No, this is not an authentic recipe. No, I don’t know if the Chinese eat venison at all. I DO know that this is a recipe that uses venison in its purest form, seared and deliciously rare. It also incorporates Asian flavors like fresh ginger, garlic, sesame, red pepper flakes and soy sauce that compliment the meat. That is VERY important. Like most of my dishes, this one has evolved. It started out as a recipe from a friend who prepared it using beef for her family. It required the dredging of beef strips in flour and flash-frying. If you prefer it that way, go ahead.
You will need:
one venison tenderloin, cleaned of sinew and fashia
salt & pepper mix
1 bunch broccoli crowns
2 handfuls sugar snap peas
1 bunch chives, green parts chopped in 1 inch slices (cut on the diagonal if you want it to look pretty and if you’re O.C.D. like I am)
2 tbsp. chopped garlic
Preheat oven to 350°. Season tenderloin liberally with salt & pepper mix. Add oil to the bottom of a deep cast iron skillet.and heat oil on high. Sear tenderloin on all sides until beautifully crusted.

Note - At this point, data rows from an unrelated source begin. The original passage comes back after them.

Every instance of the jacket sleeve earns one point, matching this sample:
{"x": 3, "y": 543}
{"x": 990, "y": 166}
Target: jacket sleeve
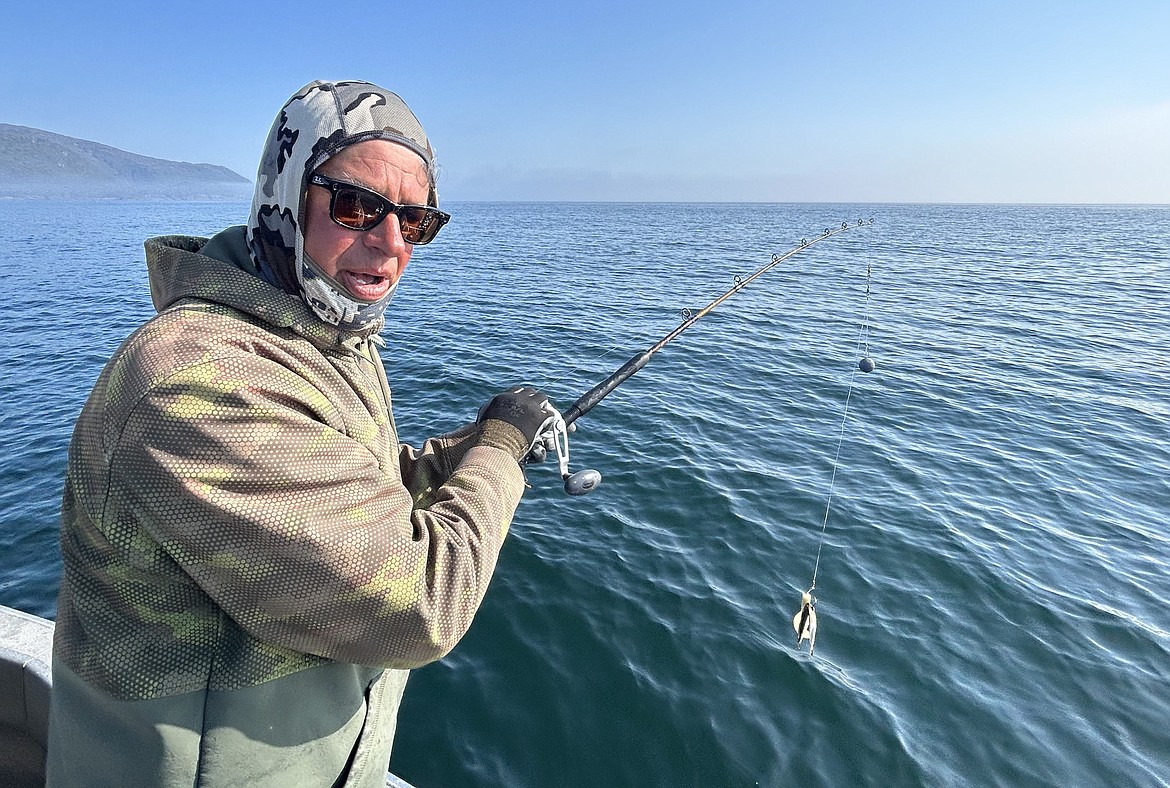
{"x": 298, "y": 531}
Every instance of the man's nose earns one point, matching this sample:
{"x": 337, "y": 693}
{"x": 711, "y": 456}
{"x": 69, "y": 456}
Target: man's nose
{"x": 387, "y": 237}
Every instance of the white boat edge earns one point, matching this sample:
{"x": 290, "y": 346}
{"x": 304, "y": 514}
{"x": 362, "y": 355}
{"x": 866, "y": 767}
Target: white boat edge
{"x": 26, "y": 682}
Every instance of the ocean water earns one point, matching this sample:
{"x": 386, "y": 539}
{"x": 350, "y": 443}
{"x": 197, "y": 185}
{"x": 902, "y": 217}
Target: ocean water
{"x": 990, "y": 511}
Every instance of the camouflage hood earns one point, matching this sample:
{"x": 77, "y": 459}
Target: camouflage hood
{"x": 316, "y": 123}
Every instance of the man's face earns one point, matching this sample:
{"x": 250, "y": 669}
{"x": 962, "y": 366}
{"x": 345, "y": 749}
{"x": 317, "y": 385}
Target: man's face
{"x": 365, "y": 263}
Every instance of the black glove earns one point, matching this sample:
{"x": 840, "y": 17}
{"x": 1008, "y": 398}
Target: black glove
{"x": 515, "y": 419}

Place in oven-safe dish and bake for 10-15 minutes. While meat rests, steam broccoli and sugar snap peas just until tender crisp, about 15 minutes.
In the same cast iron skillet, saute′ garlic and chives.
In 2-cup jar, combine and shake:
1 3/4 cups beef stock
2 tbsp. brown sugar
1 1/2 tbsp. chopped fresh ginger
1/4 cup soy sauce
2 tbsp. corn starch
Sprinkling of red pepper flakes
Sprinkling of sesame seeds
Add steamed veggies and red pepper flakes . Continue stirring until sauce thickens. Add sliced tenderloin. Stir to coat with sauce. Add red pepper flakes and sesame seeds. Serve over rice. Enjoy.